First, another aside: BGP is a BEAST. If I went very in depth here, this article would be huge. Thus, please don't expect to be able to configure an ISP connected full BGP internet peer after reading this. :-)
BGP - The Border Gateway Protocol
For the uninitiated, BGP is "what the internet runs". Since the internet USED to be called the ARPANET, and since ARPANET was a seen as a huge asset for the DoD, BGP was built fundamentally for survivability. IE: if the Russkies nuked a major ARPANET hub (say San Francisco), they wanted BGP to quickly and efficiently route around that outage. As ARPANET exploded like wildfire after it turned into what we know as the internet today, scalability was added to BGP's fundamental design tenets. As wonky as BGP can be, it lives up to these two disparate design requirements quite well.
BGP v1 was "born" in RFC 1105 in 1989, and the current version is BGP v4, released in RFC 1654 in 1994. It is notable that the internet basically runs on a routing protocol that is pushing one decade in age. Being fairly old, you will see some serious similarities between BGP, and that other fairly old protocol, RIP. The need for BGP came about when, in the early 1980's, ARPANET admins/designers saw that the protocol they were running, Gateway-to-Gateway Protocol, didn't scale. GGP required every gateway to know about every other gateway, and it's networks (routers were called "gateways" back then). It was pretty obvious this thing would just eventually fall over if it kept growing, and they knew it would keep growing. So, the admins floated the idea of an "Autonomous System", wherein only those devices within the AS would know all of that AS's routes. Also, the admins of an AS would be free to run their network how they pleased. To keep track of AS's, they were assigned an AS number (a 16 bit integer, with 64512-65535 reserved al la 10.x.x.x in the IP world) by the same authority that handed out and tracked IP addresses. [A quick aside, I find it ironic that they chose only a 16 bit integer to track each unique AS number, when the whole reason for this new protocol was scalability, why only allow 64511 unique AS's worldwide?] Damnit, elguapo! Enough history, tell us about this BGP!

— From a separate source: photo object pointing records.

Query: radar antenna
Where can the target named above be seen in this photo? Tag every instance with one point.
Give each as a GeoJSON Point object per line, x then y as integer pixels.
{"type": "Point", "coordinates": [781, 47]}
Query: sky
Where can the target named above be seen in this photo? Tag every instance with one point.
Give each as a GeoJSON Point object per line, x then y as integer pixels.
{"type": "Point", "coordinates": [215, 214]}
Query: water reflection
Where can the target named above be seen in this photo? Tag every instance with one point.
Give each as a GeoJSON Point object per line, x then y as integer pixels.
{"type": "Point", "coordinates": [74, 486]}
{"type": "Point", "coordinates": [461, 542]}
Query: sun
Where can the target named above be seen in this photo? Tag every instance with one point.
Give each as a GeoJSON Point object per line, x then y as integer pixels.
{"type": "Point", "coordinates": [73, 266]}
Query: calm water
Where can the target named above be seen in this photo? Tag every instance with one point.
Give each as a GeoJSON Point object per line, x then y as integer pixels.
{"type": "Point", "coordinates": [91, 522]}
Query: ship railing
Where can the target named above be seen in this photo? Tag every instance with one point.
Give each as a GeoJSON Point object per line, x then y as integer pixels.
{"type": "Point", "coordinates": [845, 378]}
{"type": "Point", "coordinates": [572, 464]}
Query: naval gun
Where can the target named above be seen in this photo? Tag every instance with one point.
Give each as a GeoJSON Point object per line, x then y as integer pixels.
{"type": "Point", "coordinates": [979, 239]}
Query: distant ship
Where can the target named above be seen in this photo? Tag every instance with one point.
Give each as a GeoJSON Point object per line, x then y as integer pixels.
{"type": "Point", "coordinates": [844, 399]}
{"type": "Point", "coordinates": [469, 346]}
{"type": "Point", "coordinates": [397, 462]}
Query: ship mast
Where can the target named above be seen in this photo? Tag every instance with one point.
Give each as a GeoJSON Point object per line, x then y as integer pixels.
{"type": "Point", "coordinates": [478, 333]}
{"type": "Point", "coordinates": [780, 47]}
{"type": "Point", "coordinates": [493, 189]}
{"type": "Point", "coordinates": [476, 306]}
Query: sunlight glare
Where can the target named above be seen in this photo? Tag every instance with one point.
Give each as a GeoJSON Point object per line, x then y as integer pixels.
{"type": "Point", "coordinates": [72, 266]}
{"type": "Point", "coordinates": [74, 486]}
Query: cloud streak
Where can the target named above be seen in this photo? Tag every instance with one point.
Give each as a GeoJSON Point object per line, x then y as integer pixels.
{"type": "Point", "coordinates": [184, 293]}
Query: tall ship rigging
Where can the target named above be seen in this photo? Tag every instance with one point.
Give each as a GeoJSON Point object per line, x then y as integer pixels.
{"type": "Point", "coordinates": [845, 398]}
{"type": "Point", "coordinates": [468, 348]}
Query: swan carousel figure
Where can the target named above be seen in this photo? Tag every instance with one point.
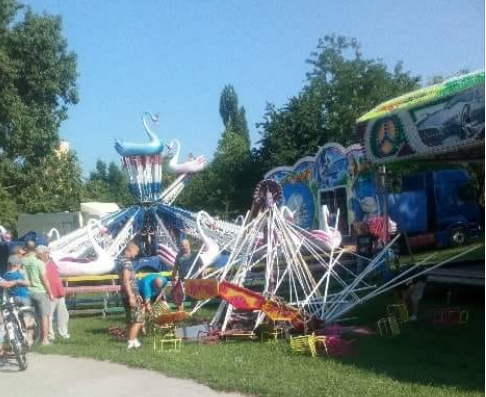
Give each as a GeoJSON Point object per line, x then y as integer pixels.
{"type": "Point", "coordinates": [329, 237]}
{"type": "Point", "coordinates": [104, 262]}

OK, first, some more concepts:
Autonomous System (AS) - this is simply all of the routers configured to run by a single entity. Take the aforementioned RIP, all of the routers that a company might configure to run RIP could be considered an AS. A company could break their network up into divisions by AS, or not. Totally determined by their local conditions.
Interior Gateway Protocol (IGP) - This is a protocol designed to run within an AS. RIP, for instance, is an IGP.
Exterior Gateway Protocols (EGP) - This is a protocol that is designed to exchange information between differing AS's. BGP is an EGP. Note: EGP's can run within the AS as well, and in fact this is what creates the two "flavors" of BGP. Internal BGP (iBGP) is when two BGP peers are within the same AS, External BGP (eBGP) is when two peers are in differing AS's.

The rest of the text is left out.